A single use plastic bag floating through the water.

Plastic bags continue to pollute Lake Malawi, despite a government ban on their use. Conservationists say the plastic is a threat to about 1,000 fish species found in the Africa's third-largest lake, and studies warn that the fish stock could be depleted by 2050 unless the lake is cleaned up.

"You know when these plastic papers go to the lake, you find that fish are eating these plastic papers which is harmful to fish," said Force Ngwira, country director for Ripple Africa, an environmental NGO in Malawi.

Malawi banned the use of thin plastics in 2012. However, the ban was suspended after the Plastic Manufacturers Association of Malawi obtained a court order negating it, saying the ban posed a danger to their businesses.

Although the Supreme Court of Appeal upheld the ban in July this year, communities living along Lake Malawi still complain of plastics flooding the lake.

"These plastic bags are heavily affecting lives of fish in the lake," said Time Mbewe, vice chairman for the Village Beach Committee responsible for taking care of lake resources in the Makawa area. "For example, we have a lot of fish around this area in the past, but now the plastic papers are making the fish fail to breathe properly."

Mbewe says residents cannot force manufacturers to stop producing plastic bags.

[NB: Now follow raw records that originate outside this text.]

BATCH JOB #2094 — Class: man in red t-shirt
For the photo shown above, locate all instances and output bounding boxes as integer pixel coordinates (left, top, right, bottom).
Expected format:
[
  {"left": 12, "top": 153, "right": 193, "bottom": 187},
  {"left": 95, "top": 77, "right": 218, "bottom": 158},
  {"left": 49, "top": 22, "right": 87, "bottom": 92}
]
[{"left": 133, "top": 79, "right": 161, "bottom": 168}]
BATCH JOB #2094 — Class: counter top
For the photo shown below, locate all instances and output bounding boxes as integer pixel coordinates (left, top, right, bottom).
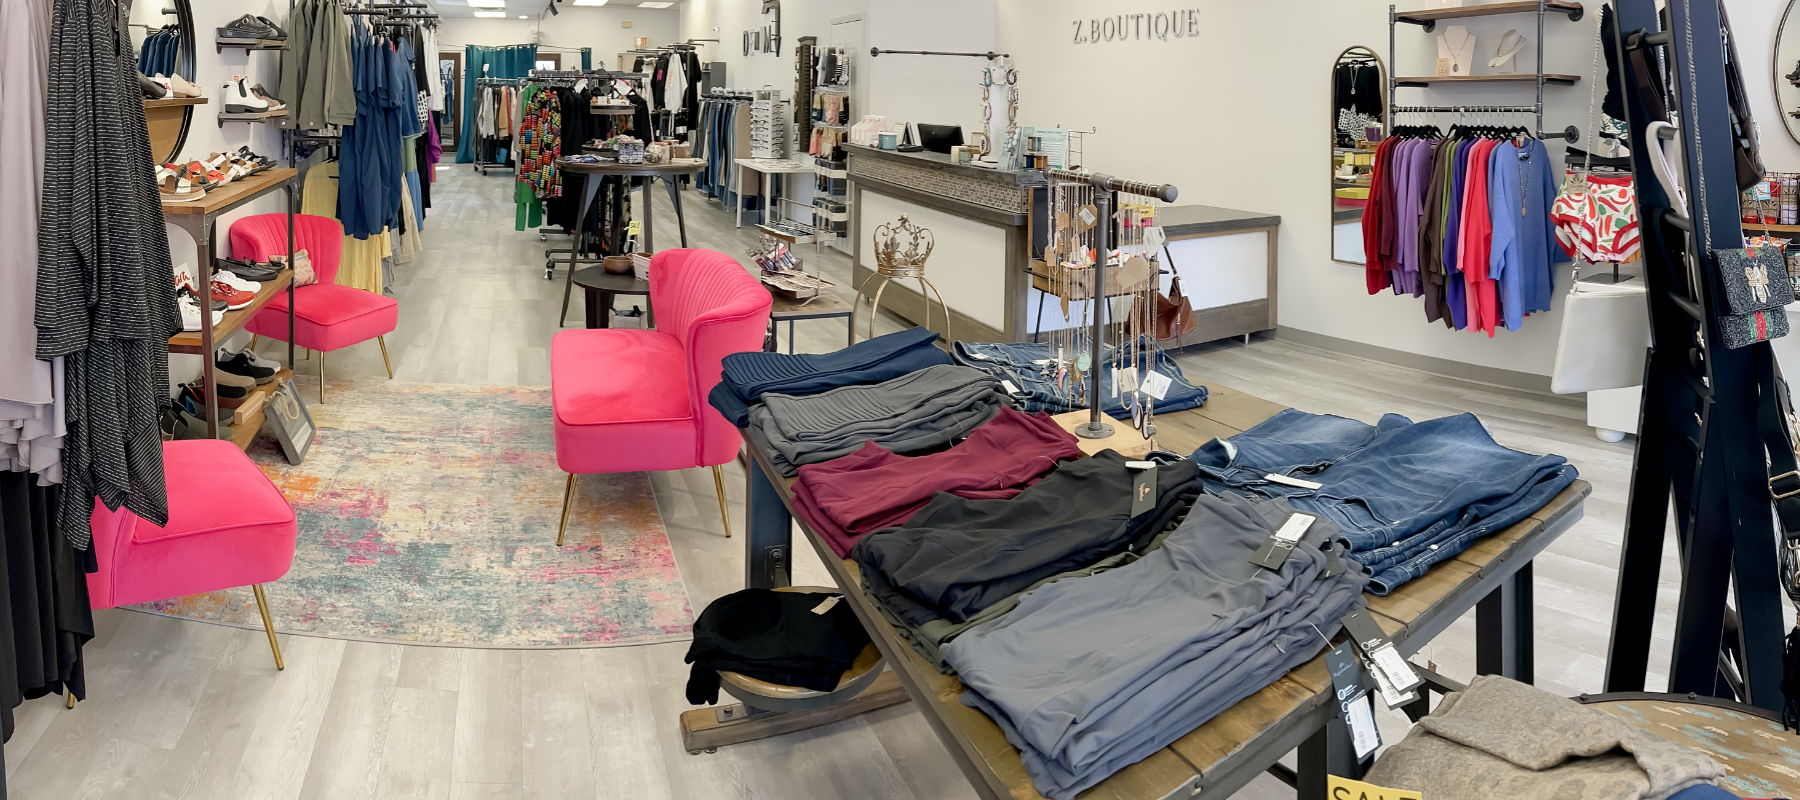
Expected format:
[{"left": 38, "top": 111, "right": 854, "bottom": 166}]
[
  {"left": 845, "top": 144, "right": 1045, "bottom": 187},
  {"left": 1158, "top": 203, "right": 1281, "bottom": 238}
]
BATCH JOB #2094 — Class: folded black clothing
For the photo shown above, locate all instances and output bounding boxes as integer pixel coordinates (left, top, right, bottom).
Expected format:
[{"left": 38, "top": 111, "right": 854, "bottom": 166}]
[
  {"left": 684, "top": 589, "right": 872, "bottom": 705},
  {"left": 707, "top": 326, "right": 952, "bottom": 428},
  {"left": 853, "top": 451, "right": 1204, "bottom": 627}
]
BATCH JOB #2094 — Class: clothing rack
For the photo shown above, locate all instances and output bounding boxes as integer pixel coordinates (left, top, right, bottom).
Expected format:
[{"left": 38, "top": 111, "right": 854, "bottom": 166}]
[
  {"left": 1603, "top": 0, "right": 1790, "bottom": 712},
  {"left": 473, "top": 78, "right": 522, "bottom": 175},
  {"left": 1041, "top": 168, "right": 1180, "bottom": 440},
  {"left": 1386, "top": 1, "right": 1583, "bottom": 144},
  {"left": 868, "top": 47, "right": 1009, "bottom": 59}
]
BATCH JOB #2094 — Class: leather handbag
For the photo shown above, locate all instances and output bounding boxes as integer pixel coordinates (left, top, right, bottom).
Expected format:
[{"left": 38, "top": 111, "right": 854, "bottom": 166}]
[
  {"left": 1550, "top": 270, "right": 1650, "bottom": 394},
  {"left": 1155, "top": 273, "right": 1197, "bottom": 343}
]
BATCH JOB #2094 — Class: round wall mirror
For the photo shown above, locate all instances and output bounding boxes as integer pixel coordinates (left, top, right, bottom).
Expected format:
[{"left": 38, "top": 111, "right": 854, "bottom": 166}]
[
  {"left": 1330, "top": 45, "right": 1387, "bottom": 265},
  {"left": 132, "top": 0, "right": 198, "bottom": 164},
  {"left": 1774, "top": 0, "right": 1800, "bottom": 146}
]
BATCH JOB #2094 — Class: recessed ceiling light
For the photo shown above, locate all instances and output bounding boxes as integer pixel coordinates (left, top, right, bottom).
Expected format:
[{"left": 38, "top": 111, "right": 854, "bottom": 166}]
[
  {"left": 639, "top": 2, "right": 673, "bottom": 7},
  {"left": 467, "top": 0, "right": 503, "bottom": 6},
  {"left": 518, "top": 14, "right": 528, "bottom": 17},
  {"left": 472, "top": 9, "right": 505, "bottom": 17},
  {"left": 572, "top": 0, "right": 608, "bottom": 5}
]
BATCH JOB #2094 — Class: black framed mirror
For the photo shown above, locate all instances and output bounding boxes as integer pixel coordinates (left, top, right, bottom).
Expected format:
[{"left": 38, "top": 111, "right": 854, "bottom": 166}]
[
  {"left": 1774, "top": 0, "right": 1800, "bottom": 146},
  {"left": 1330, "top": 45, "right": 1387, "bottom": 265},
  {"left": 131, "top": 0, "right": 197, "bottom": 164}
]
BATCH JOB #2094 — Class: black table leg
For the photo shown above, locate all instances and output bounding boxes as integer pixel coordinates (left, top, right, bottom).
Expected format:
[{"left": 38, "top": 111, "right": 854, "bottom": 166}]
[
  {"left": 745, "top": 457, "right": 792, "bottom": 590},
  {"left": 665, "top": 174, "right": 689, "bottom": 248},
  {"left": 560, "top": 174, "right": 603, "bottom": 326},
  {"left": 1296, "top": 711, "right": 1366, "bottom": 795},
  {"left": 642, "top": 177, "right": 656, "bottom": 254},
  {"left": 1476, "top": 561, "right": 1535, "bottom": 683},
  {"left": 583, "top": 287, "right": 605, "bottom": 329}
]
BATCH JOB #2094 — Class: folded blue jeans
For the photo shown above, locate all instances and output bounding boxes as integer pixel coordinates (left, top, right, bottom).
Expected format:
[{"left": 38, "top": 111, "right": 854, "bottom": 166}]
[
  {"left": 1188, "top": 411, "right": 1578, "bottom": 595},
  {"left": 707, "top": 326, "right": 952, "bottom": 427},
  {"left": 952, "top": 339, "right": 1207, "bottom": 419}
]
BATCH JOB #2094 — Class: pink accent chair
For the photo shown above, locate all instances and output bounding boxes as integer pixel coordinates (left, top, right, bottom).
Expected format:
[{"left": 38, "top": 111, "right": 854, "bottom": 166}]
[
  {"left": 87, "top": 440, "right": 298, "bottom": 673},
  {"left": 552, "top": 249, "right": 772, "bottom": 546},
  {"left": 233, "top": 213, "right": 399, "bottom": 404}
]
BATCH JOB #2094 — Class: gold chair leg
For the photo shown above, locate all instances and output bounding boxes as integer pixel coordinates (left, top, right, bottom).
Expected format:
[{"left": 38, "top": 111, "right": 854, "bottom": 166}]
[
  {"left": 65, "top": 692, "right": 74, "bottom": 709},
  {"left": 377, "top": 335, "right": 394, "bottom": 379},
  {"left": 303, "top": 347, "right": 310, "bottom": 360},
  {"left": 250, "top": 333, "right": 260, "bottom": 352},
  {"left": 252, "top": 584, "right": 285, "bottom": 671},
  {"left": 557, "top": 473, "right": 576, "bottom": 547},
  {"left": 318, "top": 348, "right": 326, "bottom": 404},
  {"left": 711, "top": 465, "right": 732, "bottom": 538}
]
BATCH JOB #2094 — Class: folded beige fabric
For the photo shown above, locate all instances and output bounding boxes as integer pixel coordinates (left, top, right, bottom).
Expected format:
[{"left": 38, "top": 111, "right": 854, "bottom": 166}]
[{"left": 1364, "top": 675, "right": 1723, "bottom": 800}]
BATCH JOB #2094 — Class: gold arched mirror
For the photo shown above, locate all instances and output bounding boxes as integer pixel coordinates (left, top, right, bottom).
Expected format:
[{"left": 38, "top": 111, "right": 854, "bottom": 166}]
[{"left": 1331, "top": 46, "right": 1386, "bottom": 265}]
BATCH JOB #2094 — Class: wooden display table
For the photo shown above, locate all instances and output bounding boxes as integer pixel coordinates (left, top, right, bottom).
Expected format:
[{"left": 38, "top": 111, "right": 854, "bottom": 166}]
[
  {"left": 766, "top": 290, "right": 855, "bottom": 353},
  {"left": 728, "top": 380, "right": 1590, "bottom": 800},
  {"left": 162, "top": 167, "right": 298, "bottom": 444}
]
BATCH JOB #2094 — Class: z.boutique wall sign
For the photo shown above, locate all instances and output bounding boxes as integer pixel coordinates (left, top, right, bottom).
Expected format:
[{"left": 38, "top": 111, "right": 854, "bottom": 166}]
[{"left": 1073, "top": 9, "right": 1202, "bottom": 43}]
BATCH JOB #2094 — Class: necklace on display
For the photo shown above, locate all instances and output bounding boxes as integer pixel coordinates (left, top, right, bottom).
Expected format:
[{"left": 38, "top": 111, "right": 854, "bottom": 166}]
[{"left": 1441, "top": 26, "right": 1475, "bottom": 75}]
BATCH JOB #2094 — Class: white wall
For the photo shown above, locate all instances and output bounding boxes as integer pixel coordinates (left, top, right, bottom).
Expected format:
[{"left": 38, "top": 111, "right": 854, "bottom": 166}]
[
  {"left": 679, "top": 0, "right": 869, "bottom": 95},
  {"left": 437, "top": 6, "right": 679, "bottom": 60}
]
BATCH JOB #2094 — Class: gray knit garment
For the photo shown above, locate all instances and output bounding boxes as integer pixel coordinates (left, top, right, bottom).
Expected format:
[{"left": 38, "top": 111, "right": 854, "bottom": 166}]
[
  {"left": 750, "top": 364, "right": 1006, "bottom": 477},
  {"left": 1364, "top": 675, "right": 1723, "bottom": 800}
]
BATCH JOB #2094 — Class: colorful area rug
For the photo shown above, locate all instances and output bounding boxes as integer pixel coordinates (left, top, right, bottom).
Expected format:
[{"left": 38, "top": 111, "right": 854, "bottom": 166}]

"We would wish government empowered us to sensitize traders who are selling the plastic papers to stop it," he said. "This would help us completely clean the lake of any plastic papers."

Ripple Africa has introduced an initiative that mobilizes communities to pick up the bags in and around the lake.

"We have done a lot of cleaning up campaign and we are also busy sending the message out that using the plastic paper in not a good thing," Ngwira said. "So we have already starting something on the ground."

Meanwhile, the government is running messages on local media, asking people to stop using plastic bags, and instead use carriers that can decompose more easily, like paper and canvas bags.